Does the Sensu server even care what a check's command is?

Hello again Sensu users,

I have another check design question for you. We have checks for certain nodes which need to access the node’s public IP. For example, I have a check whose command is: /usr/bin/sudo /etc/sensu/plugins/check-memcached.pl -H 10.255.255.10 -p 11211

This check runs on multiple nodes.

I see two methods for this:

  1. Set up the check on every client node, using that node’s public IP address to run the check (we can’t use localhost, because the daemon doesn’t run on localhost). The monitoring server will get a check definition with a placeholder IP address (this doesn’t seem to be very clean).

or…

  1. Set up all the checks on the monitoring server as standalone checks. These will hit the public IP of each memcached server. A few issues:
  • We’ll have to define a dozen or so checks, depending on how many memcached servers are up at any one time

  • Old checks won’t be cleaned up when a node is deleted (the json file will still exist and Chef will never clean it up - just create new ones as new nodes come up)

  • When we decommission a server, we’ll have to manually remove the check from the sensu monitoring server.

  • It’s unclean from an organizational and ease-of-use standpoint (most of a node’s checks are on the node, but some are on the monitoring server??)

Of these options, it seems that it 1) is the preferred way of doing this, but is there a reason that check definitions are the same on the server and the client?
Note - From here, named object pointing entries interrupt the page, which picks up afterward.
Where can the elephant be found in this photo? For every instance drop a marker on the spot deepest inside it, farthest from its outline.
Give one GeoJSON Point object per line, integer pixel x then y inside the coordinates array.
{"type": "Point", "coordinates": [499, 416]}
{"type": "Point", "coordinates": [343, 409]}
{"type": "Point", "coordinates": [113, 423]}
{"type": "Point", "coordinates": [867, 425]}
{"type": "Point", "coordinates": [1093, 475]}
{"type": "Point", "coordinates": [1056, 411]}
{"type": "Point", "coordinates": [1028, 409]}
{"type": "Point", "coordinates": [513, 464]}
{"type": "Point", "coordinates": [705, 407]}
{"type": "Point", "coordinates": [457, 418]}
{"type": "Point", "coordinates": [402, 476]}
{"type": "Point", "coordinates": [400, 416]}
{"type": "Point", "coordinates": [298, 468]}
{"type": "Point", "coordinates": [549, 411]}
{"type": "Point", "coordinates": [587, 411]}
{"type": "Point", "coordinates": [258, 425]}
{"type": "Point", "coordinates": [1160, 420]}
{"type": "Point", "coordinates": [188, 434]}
Does the server even have to know what a check’s command is? All it really is responsible for is ensuring checks are run on clients at regular intervals. I suppose it’s possible that clients could get out of synch and both be running different versions of the same check and the “correct” one would be the one defined on the server, but I think this may be unnecessary.

Any advice is appreciated.

Thanks,

Chris

Should I send this to the dev list, or is it okay here? Any advice would be appreciated!

Thanks,

Chris

···

On Fri, May 17, 2013 at 12:37 PM, Christopher Armstrong chris@chrisarmstrong.me wrote:

Hello again Sensu users,

I have another check design question for you. We have checks for certain nodes which need to access the node’s public IP. For example, I have a check whose command is: /usr/bin/sudo /etc/sensu/plugins/check-memcached.pl -H 10.255.255.10 -p 11211

This check runs on multiple nodes.

I see two methods for this:

  1. Set up the check on every client node, using that node’s public IP address to run the check (we can’t use localhost, because the daemon doesn’t run on localhost). The monitoring server will get a check definition with a placeholder IP address (this doesn’t seem to be very clean).

or…

  1. Set up all the checks on the monitoring server as standalone checks. These will hit the public IP of each memcached server. A few issues:
  • We’ll have to define a dozen or so checks, depending on how many memcached servers are up at any one time
  • Old checks won’t be cleaned up when a node is deleted (the json file will still exist and Chef will never clean it up - just create new ones as new nodes come up)
  • When we decommission a server, we’ll have to manually remove the check from the sensu monitoring server.
  • It’s unclean from an organizational and ease-of-use standpoint (most of a node’s checks are on the node, but some are on the monitoring server??)

Of these options, it seems that it 1) is the preferred way of doing this, but is there a reason that check definitions are the same on the server and the client? Does the server even have to know what a check’s command is? All it really is responsible for is ensuring checks are run on clients at regular intervals. I suppose it’s possible that clients could get out of synch and both be running different versions of the same check and the “correct” one would be the one defined on the server, but I think this may be unnecessary.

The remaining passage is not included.